Healthcare professionals have called on Prime Minister Boris Johnson to honour his pledges to invest in the health and social care sector in the wake of the Conservatives’ convincing election victory.
As 109 new Tory MPs head to Westminster this week giving the party an overall majority of 80 seats in the House of Common, health leaders have warned the new government that its election promises must be honoured.
Dame Donna Kinnair, chief executive and general secretary of the Royal College of Nursing, said: “The prime minister must remember that the government’s new mandate was secured on the back of health and care pledges over which we will hold them to account.
“Nursing cannot afford any more piecemeal workforce planning, nor underfunding and working conditions that both put off new recruits and cause experienced nurses to leave the profession they love. Nurses were yet again voted the most trusted profession in the UK last month – and the public wants action to address shortages.”

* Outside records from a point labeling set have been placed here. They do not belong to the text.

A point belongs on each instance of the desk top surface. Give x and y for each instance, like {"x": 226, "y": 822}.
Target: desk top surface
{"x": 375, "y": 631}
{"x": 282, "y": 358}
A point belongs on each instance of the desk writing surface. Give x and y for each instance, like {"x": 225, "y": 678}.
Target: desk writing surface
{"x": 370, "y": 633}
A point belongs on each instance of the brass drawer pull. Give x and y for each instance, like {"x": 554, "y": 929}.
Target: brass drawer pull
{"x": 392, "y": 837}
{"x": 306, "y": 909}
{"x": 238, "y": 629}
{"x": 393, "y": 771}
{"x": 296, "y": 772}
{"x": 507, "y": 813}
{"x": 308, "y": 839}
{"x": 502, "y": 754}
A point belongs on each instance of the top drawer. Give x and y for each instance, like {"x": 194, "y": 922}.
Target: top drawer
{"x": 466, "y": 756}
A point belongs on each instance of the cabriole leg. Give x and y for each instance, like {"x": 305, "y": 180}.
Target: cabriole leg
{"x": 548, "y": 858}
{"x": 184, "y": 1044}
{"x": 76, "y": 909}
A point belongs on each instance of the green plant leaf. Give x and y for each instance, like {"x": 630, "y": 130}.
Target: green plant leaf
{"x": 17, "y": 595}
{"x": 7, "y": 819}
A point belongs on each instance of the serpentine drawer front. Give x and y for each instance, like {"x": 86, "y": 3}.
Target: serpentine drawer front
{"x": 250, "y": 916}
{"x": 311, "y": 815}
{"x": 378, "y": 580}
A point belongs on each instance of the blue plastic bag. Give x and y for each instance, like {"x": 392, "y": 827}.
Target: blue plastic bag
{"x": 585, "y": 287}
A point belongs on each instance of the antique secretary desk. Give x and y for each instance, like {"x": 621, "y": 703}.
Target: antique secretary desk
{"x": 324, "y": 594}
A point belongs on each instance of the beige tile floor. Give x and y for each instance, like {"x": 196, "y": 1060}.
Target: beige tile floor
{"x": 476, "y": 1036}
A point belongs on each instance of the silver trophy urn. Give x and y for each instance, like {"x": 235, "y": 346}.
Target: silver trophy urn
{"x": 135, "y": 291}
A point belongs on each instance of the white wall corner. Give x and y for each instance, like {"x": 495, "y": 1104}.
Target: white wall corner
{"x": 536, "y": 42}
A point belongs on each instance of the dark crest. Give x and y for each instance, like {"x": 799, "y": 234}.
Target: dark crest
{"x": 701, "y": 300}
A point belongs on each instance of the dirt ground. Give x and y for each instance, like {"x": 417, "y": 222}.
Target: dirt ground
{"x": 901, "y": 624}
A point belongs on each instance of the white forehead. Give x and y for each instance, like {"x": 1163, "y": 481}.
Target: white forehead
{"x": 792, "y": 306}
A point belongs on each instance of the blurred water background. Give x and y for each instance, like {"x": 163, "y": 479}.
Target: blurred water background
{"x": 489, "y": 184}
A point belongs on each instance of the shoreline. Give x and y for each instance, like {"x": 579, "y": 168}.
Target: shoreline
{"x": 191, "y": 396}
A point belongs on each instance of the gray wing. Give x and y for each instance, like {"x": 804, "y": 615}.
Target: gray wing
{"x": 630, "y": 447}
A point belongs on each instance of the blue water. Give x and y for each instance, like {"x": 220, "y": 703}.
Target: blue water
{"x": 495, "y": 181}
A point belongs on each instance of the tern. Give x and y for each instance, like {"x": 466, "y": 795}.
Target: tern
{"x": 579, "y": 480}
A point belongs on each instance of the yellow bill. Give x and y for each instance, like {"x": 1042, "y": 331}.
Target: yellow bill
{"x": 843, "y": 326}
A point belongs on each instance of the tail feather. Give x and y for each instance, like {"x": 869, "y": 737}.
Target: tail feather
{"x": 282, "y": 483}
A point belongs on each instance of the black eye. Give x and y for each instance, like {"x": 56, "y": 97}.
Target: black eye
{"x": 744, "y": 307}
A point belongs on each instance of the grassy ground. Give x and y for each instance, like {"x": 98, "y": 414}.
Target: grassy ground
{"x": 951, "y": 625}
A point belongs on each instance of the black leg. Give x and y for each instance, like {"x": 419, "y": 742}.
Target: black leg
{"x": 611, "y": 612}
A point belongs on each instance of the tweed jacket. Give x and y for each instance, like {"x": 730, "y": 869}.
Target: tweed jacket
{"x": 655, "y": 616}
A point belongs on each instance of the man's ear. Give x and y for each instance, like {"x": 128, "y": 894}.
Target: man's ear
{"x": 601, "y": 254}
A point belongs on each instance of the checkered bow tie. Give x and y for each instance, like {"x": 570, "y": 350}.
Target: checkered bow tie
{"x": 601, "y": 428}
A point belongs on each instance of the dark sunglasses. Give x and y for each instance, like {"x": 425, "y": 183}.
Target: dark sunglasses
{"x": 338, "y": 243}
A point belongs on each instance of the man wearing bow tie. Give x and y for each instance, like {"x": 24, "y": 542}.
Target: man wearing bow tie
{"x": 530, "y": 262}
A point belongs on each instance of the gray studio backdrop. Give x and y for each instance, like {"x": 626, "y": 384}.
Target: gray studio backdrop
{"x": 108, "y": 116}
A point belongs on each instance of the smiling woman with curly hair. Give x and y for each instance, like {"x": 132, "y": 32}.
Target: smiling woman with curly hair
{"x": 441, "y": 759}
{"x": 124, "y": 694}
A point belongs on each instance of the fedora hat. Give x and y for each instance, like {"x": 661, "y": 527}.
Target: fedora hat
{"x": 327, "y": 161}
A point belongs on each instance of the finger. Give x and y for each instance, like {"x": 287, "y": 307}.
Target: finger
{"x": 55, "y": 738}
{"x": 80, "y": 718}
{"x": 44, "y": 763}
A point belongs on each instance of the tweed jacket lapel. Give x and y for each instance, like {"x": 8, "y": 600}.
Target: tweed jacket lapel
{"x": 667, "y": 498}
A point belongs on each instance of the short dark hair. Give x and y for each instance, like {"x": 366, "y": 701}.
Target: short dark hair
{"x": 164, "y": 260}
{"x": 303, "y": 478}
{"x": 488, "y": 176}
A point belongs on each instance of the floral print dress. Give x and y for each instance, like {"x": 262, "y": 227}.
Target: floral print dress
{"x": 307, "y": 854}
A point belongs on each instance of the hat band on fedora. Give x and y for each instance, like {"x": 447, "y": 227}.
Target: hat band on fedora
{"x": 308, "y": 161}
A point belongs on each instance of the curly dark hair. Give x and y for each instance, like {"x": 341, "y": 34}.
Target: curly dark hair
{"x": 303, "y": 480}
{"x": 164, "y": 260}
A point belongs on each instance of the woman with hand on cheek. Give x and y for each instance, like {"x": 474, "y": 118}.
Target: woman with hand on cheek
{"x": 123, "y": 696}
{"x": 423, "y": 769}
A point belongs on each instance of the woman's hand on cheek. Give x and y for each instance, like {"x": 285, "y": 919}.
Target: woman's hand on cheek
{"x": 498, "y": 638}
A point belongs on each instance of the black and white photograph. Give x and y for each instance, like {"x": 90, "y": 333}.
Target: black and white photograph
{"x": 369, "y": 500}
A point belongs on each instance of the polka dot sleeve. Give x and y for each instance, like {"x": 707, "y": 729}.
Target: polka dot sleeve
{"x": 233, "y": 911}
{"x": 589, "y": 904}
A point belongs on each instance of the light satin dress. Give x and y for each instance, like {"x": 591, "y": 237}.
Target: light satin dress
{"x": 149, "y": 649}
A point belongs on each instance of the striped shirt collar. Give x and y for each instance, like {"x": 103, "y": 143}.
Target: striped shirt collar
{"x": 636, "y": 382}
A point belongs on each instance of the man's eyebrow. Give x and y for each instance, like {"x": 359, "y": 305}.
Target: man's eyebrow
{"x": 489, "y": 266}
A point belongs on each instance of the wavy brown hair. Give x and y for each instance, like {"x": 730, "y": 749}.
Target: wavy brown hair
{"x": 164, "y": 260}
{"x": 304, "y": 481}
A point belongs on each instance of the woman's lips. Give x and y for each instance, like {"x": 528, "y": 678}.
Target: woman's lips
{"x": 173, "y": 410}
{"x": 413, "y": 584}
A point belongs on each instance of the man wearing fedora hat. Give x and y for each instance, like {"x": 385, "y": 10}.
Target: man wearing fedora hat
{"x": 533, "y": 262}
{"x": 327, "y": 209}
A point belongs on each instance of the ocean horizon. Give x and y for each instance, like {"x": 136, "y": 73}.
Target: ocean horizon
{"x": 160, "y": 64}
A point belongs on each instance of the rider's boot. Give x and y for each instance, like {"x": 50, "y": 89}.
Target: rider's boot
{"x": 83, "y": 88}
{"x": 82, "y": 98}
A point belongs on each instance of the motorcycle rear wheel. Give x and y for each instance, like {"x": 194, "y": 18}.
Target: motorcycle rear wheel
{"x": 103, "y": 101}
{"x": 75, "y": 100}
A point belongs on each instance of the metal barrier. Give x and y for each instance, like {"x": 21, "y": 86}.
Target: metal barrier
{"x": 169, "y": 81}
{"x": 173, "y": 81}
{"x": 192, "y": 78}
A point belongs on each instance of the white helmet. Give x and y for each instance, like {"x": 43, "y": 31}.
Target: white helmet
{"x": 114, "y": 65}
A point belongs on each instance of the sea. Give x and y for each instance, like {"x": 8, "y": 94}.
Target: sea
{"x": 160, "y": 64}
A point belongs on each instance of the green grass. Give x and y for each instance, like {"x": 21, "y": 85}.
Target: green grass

Dame Donna called for nurses to be at the “heart of the debate” over health and social care reform, adding: “Any attempts to row back from what patients need will be met with short shrift from the nurses who serve them. Extensive expert research shows that registered nurses are the key to patient safety, and it needs to be clear in law who in government and in the system is responsible for ensuring there are sufficient numbers of nurses to meet patients’ needs,” adding that nurse training must be funded “immediately”.
“The promised student financial support must be released immediately, and the government must use its first budget to invest at least an extra £1 billion a year in funding for both tuition fees and maintenance grants in England to attract the future nursing staff desperately needed.”
Dr Chaand Nagpaul, council chair at the British Medical Association, said the government must “act immediately” to address “substandard” care in the health service and called on ministers to provide an extra 10,000 NHS beds in England.
He said: “For years, the NHS has been underfunded, leading to substandard access to care and a desperately overstretched workforce being pushed to the brink. We’re concerned the Conservative commitment falls short of what we’ve asked for to the tune of £6.2 billion per year by 2023/241
“The BMA believes the NHS needs an additional 10,000 hospital beds in England alone – we have the second-lowest number of acute beds compared with populations in Europe – and without this additional funding, patients will be let down by the services they and their families depend on.”
Performance figures
Meanwhile, responding to the latest NHS England hospital performance figures released in the wake of last Friday’s election result, Richard Murray, chief executive of The King’s Fund said they revealed an “urgent need” for the government to act on its promises.
“These sobering figures show the urgent need for the new Conservative government to make good on its promises to focus on our ailing health and care services,” he said.
“National waiting time standards enshrined in the NHS Constitution have now been routinely missed for several years. In November, just seven out of 10 patients attending major accident and emergency departments were seen within the four-hour waiting time target, the worst performance since these records began.
“The new government made a series of promises to invest in NHS buildings and equipment, recruit and retain more staff and develop a plan for reforming social care. These performance figures underline just how urgently the new government needs to act on these pledges.”